Now I've tried smoked muskrat before and between the gaminess of the muskrat and the smoky flavor, I did not like it. I would imagine squirrel would be similar. I like bbq pulled squirrel, squirrel and rice where I cook the squirrel in the slow cooker and eat it like a drumstick. Those are my favorite ways to eat them.


----------



## STEELHEAD JUNKIE (Feb 20, 2010)

Take squirrel and place in pressure cooker for 20-30 minutes. Until they are falling off the bone. Roll in flour and fry in a cast iron skillet until golden brown. Salt and pepper to taste.

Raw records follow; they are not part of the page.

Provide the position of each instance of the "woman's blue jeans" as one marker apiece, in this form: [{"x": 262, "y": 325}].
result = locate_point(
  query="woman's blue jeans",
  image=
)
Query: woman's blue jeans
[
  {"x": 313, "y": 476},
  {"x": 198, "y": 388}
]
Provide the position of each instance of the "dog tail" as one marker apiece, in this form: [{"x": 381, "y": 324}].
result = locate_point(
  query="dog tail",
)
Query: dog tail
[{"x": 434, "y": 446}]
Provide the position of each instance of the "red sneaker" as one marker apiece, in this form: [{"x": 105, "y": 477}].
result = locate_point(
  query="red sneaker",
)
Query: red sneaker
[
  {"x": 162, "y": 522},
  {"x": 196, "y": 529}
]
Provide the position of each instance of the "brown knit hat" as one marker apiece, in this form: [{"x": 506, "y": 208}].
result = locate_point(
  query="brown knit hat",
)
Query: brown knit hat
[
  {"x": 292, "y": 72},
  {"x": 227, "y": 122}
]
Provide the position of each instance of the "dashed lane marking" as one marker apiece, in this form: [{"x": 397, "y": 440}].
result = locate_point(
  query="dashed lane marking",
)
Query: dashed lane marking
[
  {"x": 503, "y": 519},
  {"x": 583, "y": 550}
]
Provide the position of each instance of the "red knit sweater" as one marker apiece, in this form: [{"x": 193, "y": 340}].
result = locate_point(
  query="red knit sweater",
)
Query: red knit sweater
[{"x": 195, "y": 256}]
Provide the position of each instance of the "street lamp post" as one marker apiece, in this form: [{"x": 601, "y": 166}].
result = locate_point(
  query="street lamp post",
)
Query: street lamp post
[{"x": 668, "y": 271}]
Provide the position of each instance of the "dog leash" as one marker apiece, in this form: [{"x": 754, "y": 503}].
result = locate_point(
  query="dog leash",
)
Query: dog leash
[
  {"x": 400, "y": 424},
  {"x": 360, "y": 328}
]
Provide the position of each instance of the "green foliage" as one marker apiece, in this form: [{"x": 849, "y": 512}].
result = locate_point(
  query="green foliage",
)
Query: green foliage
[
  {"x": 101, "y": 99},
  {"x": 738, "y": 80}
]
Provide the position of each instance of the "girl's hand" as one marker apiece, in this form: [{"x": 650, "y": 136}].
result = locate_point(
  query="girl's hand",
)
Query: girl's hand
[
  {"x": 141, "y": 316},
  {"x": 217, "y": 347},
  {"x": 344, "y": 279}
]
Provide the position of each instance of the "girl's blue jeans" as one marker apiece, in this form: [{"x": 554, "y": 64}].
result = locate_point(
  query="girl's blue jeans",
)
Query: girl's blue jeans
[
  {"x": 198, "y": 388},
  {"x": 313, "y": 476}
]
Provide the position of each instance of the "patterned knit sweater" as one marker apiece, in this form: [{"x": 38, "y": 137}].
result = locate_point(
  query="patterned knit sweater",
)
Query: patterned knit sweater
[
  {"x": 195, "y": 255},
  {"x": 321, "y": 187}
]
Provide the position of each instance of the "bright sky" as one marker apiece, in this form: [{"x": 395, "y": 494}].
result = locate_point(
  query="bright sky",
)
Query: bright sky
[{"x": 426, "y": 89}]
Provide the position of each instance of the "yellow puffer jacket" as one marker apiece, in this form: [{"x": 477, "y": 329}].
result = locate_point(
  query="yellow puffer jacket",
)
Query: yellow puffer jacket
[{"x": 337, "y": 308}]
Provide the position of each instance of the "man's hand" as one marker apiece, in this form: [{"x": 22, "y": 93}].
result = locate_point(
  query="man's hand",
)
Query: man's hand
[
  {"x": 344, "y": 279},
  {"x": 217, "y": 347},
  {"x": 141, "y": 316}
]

Dont forget to make the fried potatoes and make some gravy. So good you wont believe it!


----------



## 79gmcjimmy (Dec 20, 2009)

Looks like I need to quit chasing the coyotes so hard and start shooting some of my monster corn fed fat squirrels

posted using Outdoor Hub Campfire


----------



## anon2192012 (Jul 27, 2008)

If you get enough, take the meat off the bones and grind it. I then make salami with it mixed w ground pork.

posted using Outdoor Hub Campfire


----------



## emason323 (Nov 9, 2007)

I screw mine up all the time when i fry them so i switched to doing it this way and it's delicious, quick, and easy.


----------



## anotherbadname (Aug 16, 2012)

Cut in half length wise, season (I like alot of pepper), sear in a hot cast iron (or other oven safe pan).

In a small bowl combine, cream of mushroom soup and 3-4 Tbls. worcestershire sauce.

Pour soup mixture over squirrel and back in a 300 degree oven until tender. About 1-1.5 hours. 

Serve over rice or mashed potatoes.


----------



## PuddleJumper (Sep 23, 2009)

Par boil them (1.5hrs) and substitute for any cooked chicken recipe.

If they are young, no need to boil them. 

You can par boil the quarters and save out the backstraps. The backstraps are good just like they are- bone out, cook, and slice into tiny medallions. 

Enjoy.


----------